This is how pretty much all 3 stage automatic chargers work, but they all have differences in how high the ABSV is set, and some of them cannot hold their bulk max amp rate on the way to ABSV.

And ultimately it is up to the battery how many amps are required to reach and hold ABSV. AGMs have much less internal resistance and can really suck up huge charging currents and tax the charging source.


Some AGM's state to feed them all the amps you possibly can, Some other AGMs say not to exceed a 30% rate, or 30 amps on a hundred amp hour battery. Most important thing one can do with any particular AGM is to find the manufacturer recommended ABSV, and find a charging source which allows one to set this figure, or one that comes the closest.

All charging sources are basically compromises, and with AGMs since there is no way to check Specific gravity readings, which is the Battery polygraph, one determines state of charge by when the battery can no longer accept a certain amount of amps at the recommended ABSV.

It really depends on the battery manufacturer specs on how much current the battery can accept, and the ABSV stated by the manufacturer, corrected for temperature.

I know a lot of info states to limit the charging amperage as it is safer and 'better' for the battery, but it really depends on when the next discharge cycle begins and hohw much time one has to get the battery as near to 100% as possible before that next discharge cycle begins.

Somebody who has days to allow a charging source to top off a battery, can go low and slow, but the guy on the generator who has limited hours when he can run the generator should force as much amperage into the batteries as possible, and not exceed the manufacturer bulk amp rating, if one is listed.

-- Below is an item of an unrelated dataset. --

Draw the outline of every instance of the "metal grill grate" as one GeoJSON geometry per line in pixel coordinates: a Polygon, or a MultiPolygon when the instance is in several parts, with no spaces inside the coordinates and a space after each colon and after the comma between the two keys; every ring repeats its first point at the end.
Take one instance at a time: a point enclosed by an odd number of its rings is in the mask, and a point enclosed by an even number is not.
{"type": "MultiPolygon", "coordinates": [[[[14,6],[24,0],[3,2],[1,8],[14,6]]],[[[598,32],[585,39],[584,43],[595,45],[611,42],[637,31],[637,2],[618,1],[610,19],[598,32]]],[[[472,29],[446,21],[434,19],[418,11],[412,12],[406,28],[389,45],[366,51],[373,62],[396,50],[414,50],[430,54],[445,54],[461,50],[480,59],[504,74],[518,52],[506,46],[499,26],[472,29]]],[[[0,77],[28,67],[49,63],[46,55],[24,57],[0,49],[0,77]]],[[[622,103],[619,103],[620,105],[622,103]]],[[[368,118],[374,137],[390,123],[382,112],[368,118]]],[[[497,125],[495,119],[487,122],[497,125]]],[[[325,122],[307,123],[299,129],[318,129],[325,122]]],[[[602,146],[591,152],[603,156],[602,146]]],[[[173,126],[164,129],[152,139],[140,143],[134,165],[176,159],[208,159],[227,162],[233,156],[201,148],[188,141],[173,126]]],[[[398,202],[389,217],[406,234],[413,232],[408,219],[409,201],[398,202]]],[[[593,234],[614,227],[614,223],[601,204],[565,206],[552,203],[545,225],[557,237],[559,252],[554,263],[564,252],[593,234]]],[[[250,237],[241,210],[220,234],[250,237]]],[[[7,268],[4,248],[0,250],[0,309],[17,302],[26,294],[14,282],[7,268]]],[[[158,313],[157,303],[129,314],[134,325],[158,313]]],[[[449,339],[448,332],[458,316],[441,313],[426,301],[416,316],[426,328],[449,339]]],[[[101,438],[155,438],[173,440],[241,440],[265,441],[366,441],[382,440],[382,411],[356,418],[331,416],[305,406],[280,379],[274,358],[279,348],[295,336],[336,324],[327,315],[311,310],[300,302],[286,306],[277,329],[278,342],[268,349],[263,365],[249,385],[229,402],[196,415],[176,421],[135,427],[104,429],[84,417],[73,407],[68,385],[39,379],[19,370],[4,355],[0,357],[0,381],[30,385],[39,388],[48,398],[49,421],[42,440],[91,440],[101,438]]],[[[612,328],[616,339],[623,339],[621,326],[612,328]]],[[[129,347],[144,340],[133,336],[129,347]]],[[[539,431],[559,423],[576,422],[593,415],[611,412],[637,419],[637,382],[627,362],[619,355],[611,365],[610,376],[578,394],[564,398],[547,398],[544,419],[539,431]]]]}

All the top quality AGM's like Lifeline, Odyssey, and Northstar basically state there is no easily attainable limit on Bulk current, where as lesser AGMs will state the 30% maximum. Lifeline says their 100 amp hour battery can accept 500 amps no issues, until 14.4 is reached and the battery will in fact enjoy this much current, but supplying that much current is nearly impossible with charging sources commonly available.

If your battery bank was still taking 28 amps at 13.2 volts after requiring 48 amps to hold at 14.8v, they needed much more time at 14.8. Float mode should only require a small percentage of amp hour capacity to hold the float voltage. Premature efloatulation is the demise of many a battery, and is the fault of the charging source reverting to float voltage way too early.

The charging source which lets one dictate how long ABSV is held is a rare creature. All the algorithms by the converter/charger makers are compromises which basically say we know what is best for your batteries and do not question us, when each battery has slightly different requirements so a one size fits all charging source is more like a one size fits none.

How widely the charging source misses the mark is directly proportional to battery lifespan and performance during that lifespan.

When any givern converter cannot hold ABSV long enough the battery is not being fully charged. Finding a charging source which can take over when the converter ends puts one into the power supply area.

a 30 amp power supply with adjustable voltage should have no problems taking over when a converter decides to drop to float.

I have been contemplating getting one of these to replace my Schumacher 2/12/25 amp "smart" charger which misses the mark each and every time.
http://www.amazon.com/MegaWatt-S-35...Supply/dp/B00JZBE97U/ref=cm_cr_pr_product_top

They offer larger amperage models. The voltage is adjustable to the mid 15's so it should be able to do a EQ cycle on flooded batteries, but these need to be monitored as they are not automatic.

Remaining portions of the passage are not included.